Out of any of the Google Killers that have been released in the last year, Bing is the only one to gain any real traction. Heck, even some people whose opinion I trust have said they’re switching to Microsoft’s revamped search engine. That sure didn’t happen with Cuil. The numbers surrounding Bing adoption have played the role statistics should: as source of contention. Following each reported metric are attendant cries of success and failure. What is certain is that Bing has created more positive press for the Redmond company than anything in recent history, even the IE8 vomit campaign (considering virality as positive press, of course).
“They have achieved a degree of respect they haven’t had,” SearchEngineLand’s Danny Sullivan said of Bing in the New York Times. “They’ve rolled out a product that is good. When people spend time on it, they do like it.”
Yesterday, Microsoft released figures claiming that Bing’s search traffic had grown 8 percent in June, its first full month of service. But a JPMorgan survey indicated that any more growth for the search engine might be difficult.

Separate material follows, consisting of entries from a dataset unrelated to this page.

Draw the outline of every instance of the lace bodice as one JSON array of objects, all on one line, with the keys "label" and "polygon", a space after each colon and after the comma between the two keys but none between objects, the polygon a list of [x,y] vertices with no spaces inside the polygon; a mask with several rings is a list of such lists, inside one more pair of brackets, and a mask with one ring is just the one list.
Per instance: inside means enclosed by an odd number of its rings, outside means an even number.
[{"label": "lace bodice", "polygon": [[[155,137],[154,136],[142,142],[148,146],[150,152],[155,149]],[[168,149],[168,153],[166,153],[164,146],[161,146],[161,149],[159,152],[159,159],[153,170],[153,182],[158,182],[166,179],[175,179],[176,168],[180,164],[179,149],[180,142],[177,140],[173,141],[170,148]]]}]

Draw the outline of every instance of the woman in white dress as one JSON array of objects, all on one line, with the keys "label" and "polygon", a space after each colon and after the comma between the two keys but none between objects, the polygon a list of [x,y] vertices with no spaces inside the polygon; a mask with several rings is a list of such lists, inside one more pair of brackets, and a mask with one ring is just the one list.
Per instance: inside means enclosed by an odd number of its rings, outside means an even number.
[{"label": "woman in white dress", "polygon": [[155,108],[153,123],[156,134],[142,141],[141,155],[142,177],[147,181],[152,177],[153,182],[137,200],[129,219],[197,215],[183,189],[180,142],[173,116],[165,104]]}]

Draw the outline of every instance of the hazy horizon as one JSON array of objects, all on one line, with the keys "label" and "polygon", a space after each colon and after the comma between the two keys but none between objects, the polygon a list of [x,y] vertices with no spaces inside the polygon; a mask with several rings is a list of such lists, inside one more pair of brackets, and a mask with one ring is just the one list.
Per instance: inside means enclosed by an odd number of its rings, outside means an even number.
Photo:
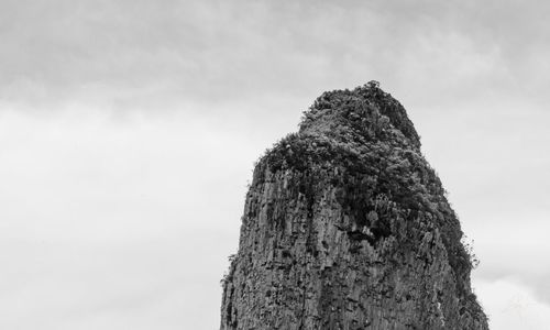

Ninety-eight percent of the more than 750 adults surveyed by JPMorgan said they would not be switching to Bing as their primary search engine, and over 60 percent had not used it more than five times in the last month.
The most interesting thing JPMorgan’s survey illustrates is that Bing is not cutting into Google’s market share; instead, it is cutting into the traffic of Yahoo! and Ask, not necessarily a place a front-runner wants to be.
Bing’s biggest hurdle vis-à-vis Google is that almost two-thirds of respondents are satisfied with their current search engine. Even if some of Bing’s features have impressed analysts, the experience is not enough to pull users away from something they think already works.